Some key forces will drive this enormous growth.
Huge Netizen Group That’s Expected to Rise
China’s online population tops 420 million, larger than the entire US population of 310 million, at the end of June.
With China’s 1.3 billion people, only one-third of the population is currently online and you can be bet more people will get online. This compares to US’s saturation rate of 77 percent or 239 million online users according to Internet World Stats.
A report by the Data Center for China Internet (DCCI) estimates China’s Internet users at 469 million by the end of 2010 and 718 million, or 53 percent of the population, by 2013.
Huge Netizen Group a Boon for Online Sales
The huge netizen group will boost online consumption. Currently, a reported 140 million people shop online or 10% of China’s population and only about a third of China’s online population, so the growth potential is enormous.
Online consumption over the first half of the year was worth 473 billion yuan and is expected to be close to 1.2 trillion yuan for the entire year, according to DCCI. China’s e-commerce sales could reach RMB2 trillion (US$300 billion) in 2013, as more than half of the country’s population is expected to go online.
Online Retail An Efficient Model for China; Improvements Should Boost Consumer Confidence
China is vast, online retail is attractive for both retailers and consumers. Online retail provides expansive reach. To bring stores to each of the 100+ cities with over 1 million people will take a long time and at a huge cost to retailers. Online retail provides consumers access to top brands and goods that were previously available only in more metropolitan areas.
The Internet is now primarily used for communication and information gathering, but as it garners wider use and as consumers comfort for online purchases rises, e-commerce will soar.

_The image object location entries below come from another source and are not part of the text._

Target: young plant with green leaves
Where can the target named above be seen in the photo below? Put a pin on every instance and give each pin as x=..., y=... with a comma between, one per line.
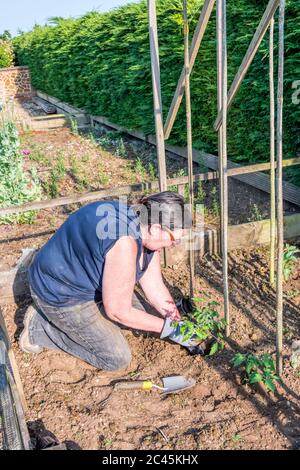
x=205, y=323
x=289, y=260
x=257, y=369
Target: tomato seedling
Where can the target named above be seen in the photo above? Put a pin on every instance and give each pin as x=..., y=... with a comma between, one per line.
x=258, y=369
x=203, y=323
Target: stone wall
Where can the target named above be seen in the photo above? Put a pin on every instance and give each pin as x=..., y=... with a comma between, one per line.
x=15, y=82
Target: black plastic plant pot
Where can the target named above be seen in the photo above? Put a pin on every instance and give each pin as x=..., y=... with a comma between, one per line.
x=203, y=349
x=186, y=306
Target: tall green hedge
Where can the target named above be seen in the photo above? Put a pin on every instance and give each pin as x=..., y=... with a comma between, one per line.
x=101, y=62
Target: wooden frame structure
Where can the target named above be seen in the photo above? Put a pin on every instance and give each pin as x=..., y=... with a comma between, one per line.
x=225, y=99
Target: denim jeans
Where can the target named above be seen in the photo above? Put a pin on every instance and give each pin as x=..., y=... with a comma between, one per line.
x=82, y=330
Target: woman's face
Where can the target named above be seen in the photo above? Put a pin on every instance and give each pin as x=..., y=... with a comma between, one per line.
x=156, y=237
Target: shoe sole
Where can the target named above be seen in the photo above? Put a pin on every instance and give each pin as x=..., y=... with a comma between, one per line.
x=27, y=319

E-commerce has already been expanding in China as more companies set up online stores to cut costs and improve efficiency. E-commerce still faces issues related to policies, security, credit, flow of products, and the overall Chinese consumer’s preference for trying things before buying.
However, it will take off as more convenient ways of paying for transactions, such as using mobile phones, and transaction security improve. With better brand recognition, website platforms, delivery service and logistics, Internet users are gaining more confidence shopping online.
Individual branded websites are sprouting especially in the luxury goods sector, but online shopping malls remains most popular. “Taobao, China’s largest online retail marketplace, handled 97% more transactions in the first half of 2010 than a year earlier, with household goods accounting for the most transactions. Goldman Sachs estimated the company’s 2009 revenue would reach US$200 million,” according to the new PricewaterhouseCooper report, 2011 Outlook for the Retail & Consumer Products Sector in Asia.